Ya hemos hablado de la excelsitud de los gozos paradisíacos. Pero, ahora podemos preguntarnos cuál es el sentido último de que haya un Paraíso tan sublime y allá vayan todos los que mueren en gracia. Ésto que diremos ahora fue un descubrimiento para nosotros y se lo debemos a una gran mística mexicana, la Beata Conchita Armida, que fue una madre de familia ejemplar que tuvo unas impresionantes revelaciones del Señor y escribió textos espirituales dirigidos a los sacerdotes.

Al fin del primer tomo de sus obras completas, dedica un capítulo, el 151, al Cielo y allí explica magníficamente (en realidad, no es ella la que lo explica, sino que nuestro señor Jesucristo se lo explica a ella en primera persona y ella solo lo escribe, casi como una mecanógrafa pneumática, aunque no en el sentido de las gomas del auto). El Señor le explicó que Dios Padre creó un Cielo excelso, increíblemente glorioso, sobreabundante en todas las perfecciones para premiar a Cristo en Su Humanidad. El Cielo, entonces, ante todo, es para premiar la Humanidad de Cristo.

Ahora bien, como los Santos en el Cielo están perfectisimamente transformados en Cristo entonces, si bien no se cae en los delirios panteístas de la mística fociana sino que mantienen su autonomía ontológica, esto es, su subsistencia (lo que Aristóteles llamaba joriston y Santoto, subsistens), de algún modo, ellos son una sola cosa con Cristo., transformados graciosamente, no metafísicamente.
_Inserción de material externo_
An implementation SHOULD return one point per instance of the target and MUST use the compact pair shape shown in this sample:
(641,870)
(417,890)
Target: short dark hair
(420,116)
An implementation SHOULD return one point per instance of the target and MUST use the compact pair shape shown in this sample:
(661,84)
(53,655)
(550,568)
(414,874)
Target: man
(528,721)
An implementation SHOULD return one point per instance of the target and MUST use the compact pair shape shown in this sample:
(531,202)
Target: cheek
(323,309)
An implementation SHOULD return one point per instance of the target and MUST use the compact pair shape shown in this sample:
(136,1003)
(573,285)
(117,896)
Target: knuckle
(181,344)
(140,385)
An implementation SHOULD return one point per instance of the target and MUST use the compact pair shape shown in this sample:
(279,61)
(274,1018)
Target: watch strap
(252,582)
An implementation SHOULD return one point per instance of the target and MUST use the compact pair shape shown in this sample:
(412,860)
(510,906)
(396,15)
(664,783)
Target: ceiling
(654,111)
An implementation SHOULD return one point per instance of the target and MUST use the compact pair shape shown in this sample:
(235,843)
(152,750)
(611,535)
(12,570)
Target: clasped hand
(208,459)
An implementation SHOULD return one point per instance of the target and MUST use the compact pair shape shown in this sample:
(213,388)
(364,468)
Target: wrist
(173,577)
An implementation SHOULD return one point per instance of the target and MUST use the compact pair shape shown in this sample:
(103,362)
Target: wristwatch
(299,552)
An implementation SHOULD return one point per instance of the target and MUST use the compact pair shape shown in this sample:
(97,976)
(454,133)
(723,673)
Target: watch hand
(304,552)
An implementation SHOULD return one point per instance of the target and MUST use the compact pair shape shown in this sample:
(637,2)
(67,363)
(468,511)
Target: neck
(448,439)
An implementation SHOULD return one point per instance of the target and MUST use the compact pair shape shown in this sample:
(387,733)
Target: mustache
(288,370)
Decimos  graciosamente en el sentido humorístico sino de la gracia de Dios. Entonces, Dios Padre glorifica la humanidad de Su Hijo y, por tanto, a todos los hombres que están perfectamente unidos con Él, los cuales son, de algún modo, como una sola con Él.

Para terminar, leamos unos pasajes escogidos de las revelaciones del Señor a la Beata Conchita ya que, evidentemente, Él lo explica mucho mejor que yo, al decir que Dios puso en el “cielo todos los deleites inimaginables para la criatura y las delicias de un Dios, para coronar con esa inefable dicha al Dios-hombre”[16], esto es, a Jesucristo.

“Por eso”, dice el Señor a Conchita, “hay un cielo creado para Mí, y por Mí, como Cabeza, (y) para las almas y los cuerpos de los hombres”. En el Cielo, que es un “lugar de delicias inefables”, “hay unidad, porque ahí, como le dice el Señor a la Santa, las almas glorificadas serán Cristo por su transformación en Mí; y mi Padre en ellas no verá más que a Mí” y “las almas y aun los cuerpos serán una sola cosa Conmigo”.

De hecho, dice el Señor a Conchita, que los bienaventurados viven embelesados en el “el gozo del Padre en el Verbo”. En efecto, el Verbo forma el gozo de Su Padre y el amor del Verbo al Padre es confirmado “con indecible unión” por el Espíritu Santo, de modo tal que el Padre y el Hijo “se gozan en un mismo gozo: el del Padre en su Verbo, a quien constantemente acaricia con sus miradas de Padre, con sus complacencias de Padre” y acá quedan como enganchados todos los Santos, ya que, como dice el Señor a Conchita, “las almas y los cuerpos se van al cielo a gozar del premio que mi Padre me preparó como galardón por ser Dios Redentor”.

IV. De la épica misión sacerdotal.

Todo lo dicho es innegablemente fascinante. Pero, ¿cómo las almas pueden alcanzar el Cielo?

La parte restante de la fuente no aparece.